The way we think about health care and health-care spending is dramatically affected by the economy. Yet despite the huge cost of medical care, the main issue is not primarily economic. It’s more a question about what sort of society we wish to live in.  The percentage of the economy devoted to health care has climbed close to 18 perecnt, around twice its share in 1980. Even more striking, the U.S. spends about twice as much on health as the average country in the OECD, which is made up of 30 democracies. The payoff for all that spending is disappointing. You can pick what numbers you want, but by most common measures — from mortality to life expectancy to ease of seeing a doctor on the weekend — the U.S. falls short.

That said, my expectation is that we’ll end up spending even more of our economic wealth on health care. We’ll spend it more efficiently. The distribution of health care will be better throughout the population. But we’ll spend more — a lot more.
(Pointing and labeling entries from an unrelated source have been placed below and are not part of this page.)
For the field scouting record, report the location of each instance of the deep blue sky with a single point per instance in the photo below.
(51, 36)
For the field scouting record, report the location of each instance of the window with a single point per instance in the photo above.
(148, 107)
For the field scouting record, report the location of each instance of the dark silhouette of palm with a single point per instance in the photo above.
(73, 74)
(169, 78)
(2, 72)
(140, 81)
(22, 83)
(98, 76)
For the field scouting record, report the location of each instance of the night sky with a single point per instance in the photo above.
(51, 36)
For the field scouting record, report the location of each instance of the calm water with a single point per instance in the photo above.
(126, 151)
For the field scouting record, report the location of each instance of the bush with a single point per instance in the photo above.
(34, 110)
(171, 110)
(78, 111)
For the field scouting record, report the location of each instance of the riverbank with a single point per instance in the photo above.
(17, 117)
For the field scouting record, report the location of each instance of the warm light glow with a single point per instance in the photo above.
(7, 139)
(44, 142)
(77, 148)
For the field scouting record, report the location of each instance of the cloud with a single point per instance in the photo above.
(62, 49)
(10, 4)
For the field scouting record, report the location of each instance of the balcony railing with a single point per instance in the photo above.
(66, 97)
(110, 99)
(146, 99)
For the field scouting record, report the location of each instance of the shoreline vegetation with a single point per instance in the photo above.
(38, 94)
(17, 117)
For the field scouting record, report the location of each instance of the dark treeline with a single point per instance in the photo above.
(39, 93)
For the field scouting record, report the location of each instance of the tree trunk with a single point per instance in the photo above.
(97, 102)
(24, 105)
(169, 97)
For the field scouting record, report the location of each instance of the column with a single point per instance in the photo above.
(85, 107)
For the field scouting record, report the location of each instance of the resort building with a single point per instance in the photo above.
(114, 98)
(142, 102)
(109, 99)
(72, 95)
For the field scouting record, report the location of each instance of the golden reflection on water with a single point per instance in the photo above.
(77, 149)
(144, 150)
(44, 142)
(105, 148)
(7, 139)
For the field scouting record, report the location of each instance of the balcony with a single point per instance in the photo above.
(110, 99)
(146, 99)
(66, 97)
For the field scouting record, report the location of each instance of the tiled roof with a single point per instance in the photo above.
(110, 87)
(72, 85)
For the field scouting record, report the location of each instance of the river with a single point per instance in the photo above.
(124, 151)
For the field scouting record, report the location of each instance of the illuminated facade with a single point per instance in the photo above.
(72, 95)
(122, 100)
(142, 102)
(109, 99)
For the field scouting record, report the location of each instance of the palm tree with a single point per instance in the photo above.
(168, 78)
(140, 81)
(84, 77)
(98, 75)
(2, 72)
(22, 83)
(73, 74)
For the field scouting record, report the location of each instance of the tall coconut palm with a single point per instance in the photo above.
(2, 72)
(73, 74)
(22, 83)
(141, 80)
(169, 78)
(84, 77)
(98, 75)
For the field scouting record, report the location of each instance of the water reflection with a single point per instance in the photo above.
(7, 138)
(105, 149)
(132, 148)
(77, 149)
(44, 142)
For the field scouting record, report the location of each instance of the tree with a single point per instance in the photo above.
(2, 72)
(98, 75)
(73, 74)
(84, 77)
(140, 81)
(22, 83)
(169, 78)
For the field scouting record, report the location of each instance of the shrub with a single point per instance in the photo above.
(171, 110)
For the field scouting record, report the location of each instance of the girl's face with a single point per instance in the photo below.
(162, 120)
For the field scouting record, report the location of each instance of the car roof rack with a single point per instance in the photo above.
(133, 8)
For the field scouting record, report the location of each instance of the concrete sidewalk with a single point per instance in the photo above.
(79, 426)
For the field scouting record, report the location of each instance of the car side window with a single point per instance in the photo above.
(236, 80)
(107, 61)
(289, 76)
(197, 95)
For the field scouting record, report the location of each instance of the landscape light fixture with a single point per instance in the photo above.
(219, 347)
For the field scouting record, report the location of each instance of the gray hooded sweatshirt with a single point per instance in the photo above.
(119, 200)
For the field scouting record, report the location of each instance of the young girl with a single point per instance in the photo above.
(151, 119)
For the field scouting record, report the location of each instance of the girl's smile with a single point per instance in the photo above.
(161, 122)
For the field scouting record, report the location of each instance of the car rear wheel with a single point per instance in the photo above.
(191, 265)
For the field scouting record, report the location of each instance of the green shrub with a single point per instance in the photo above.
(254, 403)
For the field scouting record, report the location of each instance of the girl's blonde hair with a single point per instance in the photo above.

Take economic research by Robert Hall and Charles Jones of Stanford University and the Hoover Institution. The scholars argue that the rise in health-care spending doesn’t simply reflect more expensive treatments and technological advances. It is largely driven by an increase in household incomes and the high value consumers put on health.  After all, consumers can decide where to spend their money, and they clearly value the medical advances that allow people to live longer — and better — lives. Their estimate is that Americans will spend about 30 percent of GDP on health care by 2050 — and it’s a good thing.  Yes, on a relative basis we’ll spend less on cars and homes and more on education and health care. The richer America becomes, the more resources citizens will devote to health. That is what wealthy nations do.